I like the idea, even though I spent time devloping my own solution
(yes, I am going to plug it again), I know it could be better.  It was
the best solution within my time contraints and programming skills.
Scott's approach would have the benefit of smaller footprint and faster
perfomance than relying on external services that do a lot more than you
need.  My biggest goal in developing my own solution was to give
customers the chance to choose the level of control, and to allow them
to remedy their own false positives by whitelisting (many false
positives are user specific, not global). 

Here's the plug.
Big benefit is it stores mail in a separate POP3 server so you can age
the held mail seperately from Imail. (we hold mail indefinately, but
limit capacity on Imail, and delete held spam after 7 days)
It also has user management of spam settings like the ones Scott is
proposing, Declude's solution would mean I would be able to cut it back
to only held mail management.

http://spamreview.argolink.net/doc for info and download
http://spamreview.argolink.net for the app
User [EMAIL PROTECTED]
Pass demo

I'm still wonking on it, I need to add more error trapping, and would
like to add things like message sorting, but I think I will await a
decision from Declude.

Thanks,
Chuck Frolick
ArgoNet, Inc.

-----Original Message-----
From: [EMAIL PROTECTED]
[mailto:[EMAIL PROTECTED]] On Behalf Of R. Scott Perry
Sent: Tuesday, December 17, 2002 9:47 AM
To: [EMAIL PROTECTED]
Subject: RE: [Declude.JunkMail] An optional web interface for Declude
JunkMail?



>I agree that the flat files work well for Junkmail itself.
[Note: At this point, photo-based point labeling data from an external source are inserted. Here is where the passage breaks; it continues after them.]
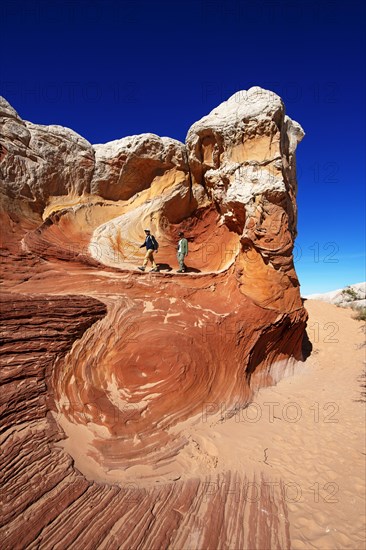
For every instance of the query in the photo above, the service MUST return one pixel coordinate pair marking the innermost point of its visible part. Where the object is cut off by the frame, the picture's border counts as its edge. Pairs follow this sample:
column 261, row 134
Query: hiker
column 151, row 247
column 182, row 252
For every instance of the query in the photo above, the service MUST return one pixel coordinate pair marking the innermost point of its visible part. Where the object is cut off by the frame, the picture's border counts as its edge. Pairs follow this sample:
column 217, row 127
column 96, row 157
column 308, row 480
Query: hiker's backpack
column 155, row 242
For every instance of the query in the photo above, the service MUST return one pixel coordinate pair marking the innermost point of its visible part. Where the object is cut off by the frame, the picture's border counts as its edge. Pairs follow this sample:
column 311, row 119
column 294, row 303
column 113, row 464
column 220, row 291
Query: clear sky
column 108, row 69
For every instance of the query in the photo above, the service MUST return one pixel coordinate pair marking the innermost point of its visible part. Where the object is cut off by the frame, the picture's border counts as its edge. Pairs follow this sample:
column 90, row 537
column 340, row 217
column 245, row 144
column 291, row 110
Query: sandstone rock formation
column 107, row 370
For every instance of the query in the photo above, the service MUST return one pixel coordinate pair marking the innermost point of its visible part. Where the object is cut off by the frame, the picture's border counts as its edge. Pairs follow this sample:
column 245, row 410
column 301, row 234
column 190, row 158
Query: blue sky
column 110, row 69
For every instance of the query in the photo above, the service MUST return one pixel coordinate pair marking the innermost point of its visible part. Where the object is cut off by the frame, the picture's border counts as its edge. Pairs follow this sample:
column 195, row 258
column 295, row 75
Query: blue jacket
column 149, row 243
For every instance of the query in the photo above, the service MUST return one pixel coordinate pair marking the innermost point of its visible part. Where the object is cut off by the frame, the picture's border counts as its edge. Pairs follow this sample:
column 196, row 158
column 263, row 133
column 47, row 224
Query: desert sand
column 304, row 436
column 171, row 411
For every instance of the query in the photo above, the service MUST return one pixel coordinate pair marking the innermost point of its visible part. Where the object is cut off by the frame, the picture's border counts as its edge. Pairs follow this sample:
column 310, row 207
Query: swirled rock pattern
column 107, row 371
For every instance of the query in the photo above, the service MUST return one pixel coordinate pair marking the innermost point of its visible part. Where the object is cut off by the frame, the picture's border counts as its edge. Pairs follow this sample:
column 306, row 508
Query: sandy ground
column 307, row 432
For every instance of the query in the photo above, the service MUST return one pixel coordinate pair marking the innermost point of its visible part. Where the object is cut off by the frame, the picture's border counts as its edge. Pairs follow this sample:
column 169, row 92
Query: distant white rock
column 353, row 295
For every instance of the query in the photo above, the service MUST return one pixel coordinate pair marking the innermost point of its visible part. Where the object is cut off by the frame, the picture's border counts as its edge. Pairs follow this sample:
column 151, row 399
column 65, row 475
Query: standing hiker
column 151, row 247
column 182, row 252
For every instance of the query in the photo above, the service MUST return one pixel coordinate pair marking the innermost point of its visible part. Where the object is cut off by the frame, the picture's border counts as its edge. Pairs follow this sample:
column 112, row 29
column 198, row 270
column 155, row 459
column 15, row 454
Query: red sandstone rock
column 104, row 367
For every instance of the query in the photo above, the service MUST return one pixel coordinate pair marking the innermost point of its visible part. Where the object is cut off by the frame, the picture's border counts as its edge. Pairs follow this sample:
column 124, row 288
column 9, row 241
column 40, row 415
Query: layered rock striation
column 107, row 369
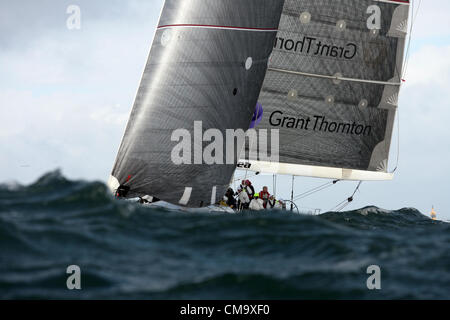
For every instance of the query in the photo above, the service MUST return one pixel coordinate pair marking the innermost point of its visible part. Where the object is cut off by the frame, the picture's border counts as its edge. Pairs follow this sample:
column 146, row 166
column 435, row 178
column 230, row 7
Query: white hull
column 208, row 209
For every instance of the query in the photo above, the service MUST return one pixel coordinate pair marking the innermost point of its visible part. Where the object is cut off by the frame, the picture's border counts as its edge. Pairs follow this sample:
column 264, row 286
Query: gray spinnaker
column 332, row 88
column 207, row 63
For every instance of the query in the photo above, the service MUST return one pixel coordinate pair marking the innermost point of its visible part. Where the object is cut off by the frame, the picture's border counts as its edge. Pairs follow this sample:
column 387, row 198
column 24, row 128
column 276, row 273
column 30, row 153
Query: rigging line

However, a
>web GUI will be very hard to do without the 'masters' kept in a
database.
>Without a database you'll run into file locking problems and it will be
>harder to deal with single records.

That's why we try stay away from the bleeding edge technology -- there's
a 
reason they use the word "bleeding".  It will actually be easier for us
to 
use a flat file than to use a database.

> >  use IIS (a lot of people don't want to use it, for security
reasons).
>
>This is pretty much a moot point as both IIS and Apache have the same
>security risks. IIS just gets more press.
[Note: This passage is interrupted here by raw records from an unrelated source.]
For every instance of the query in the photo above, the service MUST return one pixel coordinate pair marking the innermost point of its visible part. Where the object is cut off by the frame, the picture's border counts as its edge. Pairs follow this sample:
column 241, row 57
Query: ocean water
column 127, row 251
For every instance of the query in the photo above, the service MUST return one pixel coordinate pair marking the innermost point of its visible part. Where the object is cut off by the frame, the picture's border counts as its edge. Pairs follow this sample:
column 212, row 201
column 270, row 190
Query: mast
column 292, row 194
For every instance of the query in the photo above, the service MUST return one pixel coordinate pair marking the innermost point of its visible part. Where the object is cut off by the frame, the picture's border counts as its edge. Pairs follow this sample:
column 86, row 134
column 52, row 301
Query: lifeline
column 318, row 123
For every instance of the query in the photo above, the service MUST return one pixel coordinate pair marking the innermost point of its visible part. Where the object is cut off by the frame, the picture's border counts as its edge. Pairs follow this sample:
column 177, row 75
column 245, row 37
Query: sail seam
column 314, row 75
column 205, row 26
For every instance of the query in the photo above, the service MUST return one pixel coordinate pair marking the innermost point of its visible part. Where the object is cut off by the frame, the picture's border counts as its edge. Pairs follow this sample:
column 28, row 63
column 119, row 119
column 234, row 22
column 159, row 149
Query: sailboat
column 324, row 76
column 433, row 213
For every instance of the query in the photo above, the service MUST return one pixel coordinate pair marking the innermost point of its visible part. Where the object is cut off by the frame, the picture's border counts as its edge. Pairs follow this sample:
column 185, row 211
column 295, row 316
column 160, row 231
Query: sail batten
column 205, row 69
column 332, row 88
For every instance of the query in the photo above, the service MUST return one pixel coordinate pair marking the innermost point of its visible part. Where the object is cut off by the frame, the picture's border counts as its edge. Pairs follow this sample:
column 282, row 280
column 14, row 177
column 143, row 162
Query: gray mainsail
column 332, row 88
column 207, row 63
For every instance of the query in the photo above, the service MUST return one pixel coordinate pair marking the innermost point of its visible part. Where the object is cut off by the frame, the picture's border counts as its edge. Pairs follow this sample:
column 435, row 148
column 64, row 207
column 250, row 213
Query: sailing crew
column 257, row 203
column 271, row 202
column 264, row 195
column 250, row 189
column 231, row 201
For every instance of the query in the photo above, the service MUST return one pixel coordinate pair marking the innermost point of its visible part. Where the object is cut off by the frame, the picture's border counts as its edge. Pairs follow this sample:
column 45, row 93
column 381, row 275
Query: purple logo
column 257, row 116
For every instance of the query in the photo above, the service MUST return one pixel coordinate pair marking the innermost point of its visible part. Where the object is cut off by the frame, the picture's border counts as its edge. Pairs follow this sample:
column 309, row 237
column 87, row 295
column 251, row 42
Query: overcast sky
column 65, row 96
<G>  We won't use Apache either.

> >  or any special technologies (such as dot NET, ASP, CF, etc.).  We 
> would need to create something
> > that would work on all servers, and not have any special
requirements.
>
>That's going to be hard.

Not for us.  <G>

>You really only have two choices that could cover most of the bases.
>ASP or PHP both are available in the Win and Unix worlds. Win32 admins
>will prefer ASP.

Sorry, I should have included PHP in that list (which is amazingly 
flexible, BTW).  We're not talking about something the typical
pre-bubble 
"We need to show them something to collect our $10 million funding"
company 
would produce.  We actually wrote a web scripting language well before
ASP 
was available, and wrote our first web server back when people thought
that 
dynamic content on a web page was a web page that was updated by hand
every 
few hours.

If we require ASP or PHP, we're going to require something that a number
of 
our customers either don't have or won't have.  Many of our customers
would 
not even think of installing IIS or Apache on a mailserver.